The first sirens sounded while I was standing next to the sliding glass doors of my apartment’s balcony, overlooking the valley separating my neighborhood of Ramat Beit Shemesh Alef from the newly established Ramat Beit Shemesh Gimmel.
I didn't pay much attention at first, thinking them most likely the result of a work related accident or a birth. It was inconceivable that an attack could happen in my quiet little suburb.
The presence of large numbers of Arab workers, many of them from the territories, did not cross my mind, despite it being the occasional topic of security related conversation among residents. Any danger, at least to me, was quite hypothetical.
Several minutes later, however, while walking my son to school, I saw several cars with flashing sirens flash pass me in the direction of my house. Pulling out my phone, I checked Facebook, finding a post claiming that there had been an unspecified attack in Gimmel.
Stabbing attack in Beit Shemesh
Urging my son to move at a fast clip so that I could get him behind the gated and guarded walls of his elementary school, I called my wife, only to be told that rumor had it that Arabs had attempted to board a school bus.
Soon after, and upon finding that no cabs were available, I began running toward the scene of the attack.
Ramat Beit Shemesh Alef and Gimmel are in close proximity but the route between them is circuitous and dusty. I was soon winded on the side of the road when a car pulled up.
“Gimmel,” I called out.
I quickly jumped in the car, and before I even managed to get the door closed we were driving at full speed.
Cramped amongst heaping bags of groceries in the back seat, I listened to the couple who had picked me up worry over their children in Gimmel who were home with a sitter.
“The way into the neighborhood is blocked by the police,” the woman lamented, as her husband wheeled the car around to find an alternate route.
Passing through Alef, we sped toward a second road in the process of being paved, only to be stopped short by a mass of construction supplies.
All around us were Arabs busy at their labors as if no attack had taken place.
“This is very dangerous,” the woman almost screamed, imploring her husband to find another way.
Trying the main road into Gimmel again, we found that it had opened in the interim, and we speed through the streets, its many empty buildings looming over us, their glassless windows striking me as malevolent eyes watching our passage.

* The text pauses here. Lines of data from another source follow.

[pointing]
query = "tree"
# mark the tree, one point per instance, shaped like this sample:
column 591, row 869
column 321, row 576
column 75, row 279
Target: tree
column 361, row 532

It is well known in the city that construction workers, including illegal ones, sleep in these buildings during the night, making their hollow shells seem all the more ominous.
Thanking the couple and jumping out of their car at an intersection, I made my way to the site of the attack.
Almost immediately, I ran into people I knew, including members of my own synagogue.
It turned out that two Arab men had attempted to board a school bus. I was horrified but, at the same time, grateful that it had not been my daughter’s bus, which passes through Gimmel on its route. Failing to gain entrance, they then moved down the street, stabbing a young man before being shot themselves.
Several residents expressed both shock and anger at the events, and there was a palpable sense that life in our “bubble,” separated from the traumatic events occurring in the cities to which many of us commute, was now popped.
“I thought of Jerusalem and Tel Aviv as places to be scared. Not here,” said one.
“Well, to everyone who ever posted ‘The problems are in Jerusalem. Nothing has ever happened in Beit Shemesh,’ Or ‘Let’s not be so fear mongering... Beit Shemesh has never had a problem!’… well the problems are officially ours now,” one resident posted on Facebook.
After conducting interviews and going through the motions of my profession – and trying to suppress any hint of emotion in order to do my job with the objectivity required – I made my way back to the spot at which the attackers were taken down by the police.
Acting mechanically without emotion, I knelt down on the street and began snapping pictures of the dark red pools of blood staining the sidewalk, checked my shots on the screen of my camera and then began walking home.
As I walked away from the scene, I saw police checking a group of Arabs in a half-completed building. As the officers departed, I approached the men.
“There is nothing to say. These things happen,” one of them said when asked what he thought of that morning’s attack, his arms thrown out in an expressive gesture of indifference.
Again suppressing my emotions, I left Gimmel and made my way home.
Locking myself in my bedroom, I began to write. Only after filing my story did I allow my hands to tremble.